Hello, dear friend, you can consult us at any time if you have any questions, add WeChat: daixieit

Calculate Huffman Coding Length

In this problem, you are required to solve a problem related to huffman coding.

Recall: Huffman coding is a lossless data compression algorithm that assigns variable-length codes to characters based on their frequency of occurrence in the input. An efficient algorithm for generating it is related to the priority queue and covered in course slides.

The files attached to this problem are shown as follows. We provide a test to help you check your code.

1 .

2 └── attachments/

3    ├── tests/

4    │ └── test_huffman.cpp

5    └── huffman_calculator.hpp

NOTE:

1. You should NEVER use std::priority_queue , std::map , std::set , std::multimap , std::multiset or call heap related functions like std::make_heap() .

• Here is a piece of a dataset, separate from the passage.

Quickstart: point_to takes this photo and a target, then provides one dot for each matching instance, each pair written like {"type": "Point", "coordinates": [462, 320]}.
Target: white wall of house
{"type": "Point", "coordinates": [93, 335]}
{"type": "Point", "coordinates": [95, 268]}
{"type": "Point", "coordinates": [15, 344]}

2. In the question, you should write a more optimal algorithm that brute-force Huffman tree building to pass all tests.

Requirements:

Your task is to complete the function size_t get_huffman_length(const std::vector> &data) in huffman_calculator.hpp .

Description

Assume that we have a sequence:

1   i a u e i y a a e a o o a a i e a

Count the occurrence of each character:

character             occurrence

a                         7

e                         3

i                          3

o                         2

u                         1

y                          1

Then we generate the huffman tree (a possible solution):

Hence, we can shorten the sequence into the following format (ignore the space of storing the huffman tree):

1      110010011111101000001110101101001101110

With Huffman Coding, the sequence can be shortened to length 39 (binary).

Parameter data

In this question, we help you to ignore the process of dealing the bunch of text .

Instead, we directly give you some pairs.

The first number (of type size_t , named occurrence) indicate a possible number of occurrence of the character.

Occurrence will always be a positive number.

The second number (of type size_t , named amount) indicate the number of characters satisfies the number of occurrences given by the first number.

Amount will always be a positive number.

In the example above, we have characters with occurrences (7, 3, 3, 2, 1, 1) .

So the data we pass to you in this example will be: [(7, 1), (3, 2), (2, 1), (1, 2)]

Return value

You need to return the length of the Huffman encoded sequence.

In this example, the return value is 39 .

Misc.

For your convenience, all the pairs we provide are guaranteed to have different occurrences.

We also guarantee that the sum of amount is larger than 1.

When iterating through the std::map , the order is NOT guaranteed to be sorted by any means.

Hint

The pair (10, 10) is somehow "equivalent" to (20, 5) .

You can calculate the return value in the process of building the huffman tree.